The paper extends results on monochromatic sets involving sums and products to dense subsemigroups near zero, proving certain patterns are monochromatic or partition regular in this context.

Contribution

It proves that specific algebraic patterns are monochromatic or partition regular near zero in dense subsemigroups of the positive reals, extending previous finite coloring results.

Findings

The set {a, b, ab, b(a+1)} is monochromatic near zero in dense subsemigroups.

The pattern x, y, x+y, y/x is partition regular near zero.

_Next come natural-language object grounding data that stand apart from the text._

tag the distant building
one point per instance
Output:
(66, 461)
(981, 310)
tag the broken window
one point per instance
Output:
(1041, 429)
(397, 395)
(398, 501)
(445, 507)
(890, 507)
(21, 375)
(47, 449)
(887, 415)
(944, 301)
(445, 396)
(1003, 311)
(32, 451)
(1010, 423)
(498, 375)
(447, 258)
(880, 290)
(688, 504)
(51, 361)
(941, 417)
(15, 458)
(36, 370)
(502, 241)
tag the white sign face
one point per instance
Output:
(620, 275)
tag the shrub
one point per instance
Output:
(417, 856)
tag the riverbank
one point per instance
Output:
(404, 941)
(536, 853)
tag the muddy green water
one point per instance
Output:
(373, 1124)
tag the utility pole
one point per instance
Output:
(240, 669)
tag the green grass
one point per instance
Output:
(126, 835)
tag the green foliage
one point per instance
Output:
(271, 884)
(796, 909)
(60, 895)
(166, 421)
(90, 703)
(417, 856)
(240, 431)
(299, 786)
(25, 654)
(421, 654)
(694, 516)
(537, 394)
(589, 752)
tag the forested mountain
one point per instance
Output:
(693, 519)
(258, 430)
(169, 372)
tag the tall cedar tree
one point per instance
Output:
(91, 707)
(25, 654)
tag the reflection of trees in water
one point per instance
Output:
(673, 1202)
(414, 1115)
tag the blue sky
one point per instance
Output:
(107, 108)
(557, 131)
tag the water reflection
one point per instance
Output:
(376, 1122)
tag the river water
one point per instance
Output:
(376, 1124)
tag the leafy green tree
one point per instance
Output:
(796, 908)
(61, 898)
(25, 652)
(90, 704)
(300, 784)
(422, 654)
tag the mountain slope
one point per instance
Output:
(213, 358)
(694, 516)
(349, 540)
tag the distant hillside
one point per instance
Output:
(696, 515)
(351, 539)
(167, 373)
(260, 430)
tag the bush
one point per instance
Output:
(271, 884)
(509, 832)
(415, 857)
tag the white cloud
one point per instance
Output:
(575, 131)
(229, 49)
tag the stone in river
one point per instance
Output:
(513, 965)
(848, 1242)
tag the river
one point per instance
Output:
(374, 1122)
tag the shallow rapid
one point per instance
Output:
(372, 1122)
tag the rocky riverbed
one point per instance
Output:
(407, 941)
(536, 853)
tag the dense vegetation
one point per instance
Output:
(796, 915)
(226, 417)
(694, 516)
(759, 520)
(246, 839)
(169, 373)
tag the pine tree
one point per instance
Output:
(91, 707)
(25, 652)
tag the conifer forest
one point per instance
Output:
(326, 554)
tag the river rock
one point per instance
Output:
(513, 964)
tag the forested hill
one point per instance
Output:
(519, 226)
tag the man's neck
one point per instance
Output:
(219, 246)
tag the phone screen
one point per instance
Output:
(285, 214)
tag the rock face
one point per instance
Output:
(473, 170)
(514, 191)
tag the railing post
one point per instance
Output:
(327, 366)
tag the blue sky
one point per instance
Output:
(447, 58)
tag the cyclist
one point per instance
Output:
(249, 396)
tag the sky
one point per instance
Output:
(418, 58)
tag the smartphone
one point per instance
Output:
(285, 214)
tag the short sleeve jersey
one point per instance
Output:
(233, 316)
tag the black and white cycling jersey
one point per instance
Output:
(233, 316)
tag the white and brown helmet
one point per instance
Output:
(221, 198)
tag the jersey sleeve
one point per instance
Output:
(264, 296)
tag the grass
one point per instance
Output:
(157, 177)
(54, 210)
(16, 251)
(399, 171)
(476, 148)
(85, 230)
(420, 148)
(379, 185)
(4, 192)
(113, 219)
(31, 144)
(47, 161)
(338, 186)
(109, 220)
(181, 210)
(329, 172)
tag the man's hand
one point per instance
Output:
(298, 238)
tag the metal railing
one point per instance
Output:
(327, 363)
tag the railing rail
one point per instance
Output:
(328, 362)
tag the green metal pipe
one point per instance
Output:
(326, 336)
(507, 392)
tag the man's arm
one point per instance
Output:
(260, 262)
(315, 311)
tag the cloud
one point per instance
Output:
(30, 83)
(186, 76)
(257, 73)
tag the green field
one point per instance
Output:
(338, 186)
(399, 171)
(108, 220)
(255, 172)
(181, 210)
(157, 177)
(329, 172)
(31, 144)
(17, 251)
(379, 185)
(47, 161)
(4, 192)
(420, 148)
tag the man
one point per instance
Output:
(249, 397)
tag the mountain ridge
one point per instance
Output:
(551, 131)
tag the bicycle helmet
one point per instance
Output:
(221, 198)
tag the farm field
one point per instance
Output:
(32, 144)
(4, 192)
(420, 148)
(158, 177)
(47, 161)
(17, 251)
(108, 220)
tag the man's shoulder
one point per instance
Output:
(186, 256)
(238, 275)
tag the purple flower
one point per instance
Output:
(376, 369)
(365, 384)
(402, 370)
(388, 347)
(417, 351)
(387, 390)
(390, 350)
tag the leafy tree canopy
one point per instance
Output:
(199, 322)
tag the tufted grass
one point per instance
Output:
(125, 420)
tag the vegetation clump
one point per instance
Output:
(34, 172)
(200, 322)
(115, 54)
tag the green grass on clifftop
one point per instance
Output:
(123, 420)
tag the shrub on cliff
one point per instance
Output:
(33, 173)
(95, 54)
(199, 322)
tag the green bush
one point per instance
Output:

Monochromaticity holds for these patterns under any finite coloring of dense subsemigroups.

Abstract

Recently S. Goswami proved that whenever the set $\mathbb N$ of natural numbers is finitely colored, the set $\{a, b, ab, b(a+1)\}$ is monochromatic which also established a variant of the long-standing Hindman's conjecture, which asks for a monochromatic set of the form $\{a, b, ab, a+b\}$. Actually he disproved a conjecture proposed by J. Sahasrabudhe that $\{a, b, a(b + 1)\}$ is not partition regular. In this paper we prove that $\{a, b, ab, b(a+1)\}$ is monochromatic near zero which means for every finite coloring of a dense subsemigroups of $((0, \infty), +)$, the set $\{a, b, ab, b(a+1)\}$ is monochromatic near zero or in other words, we will get $a, b$ in a dense subsemigroups of $((0, \infty), +)$ as small as we want such that the set $\{a, b, ab, b(a+1)\}$ is monochromatic for every finite coloring of that dense subsemigroups of $((0, \infty), +)$, also we show that the pattern $x, y, x+y, \frac{y}{x}$ is partition regular near zero.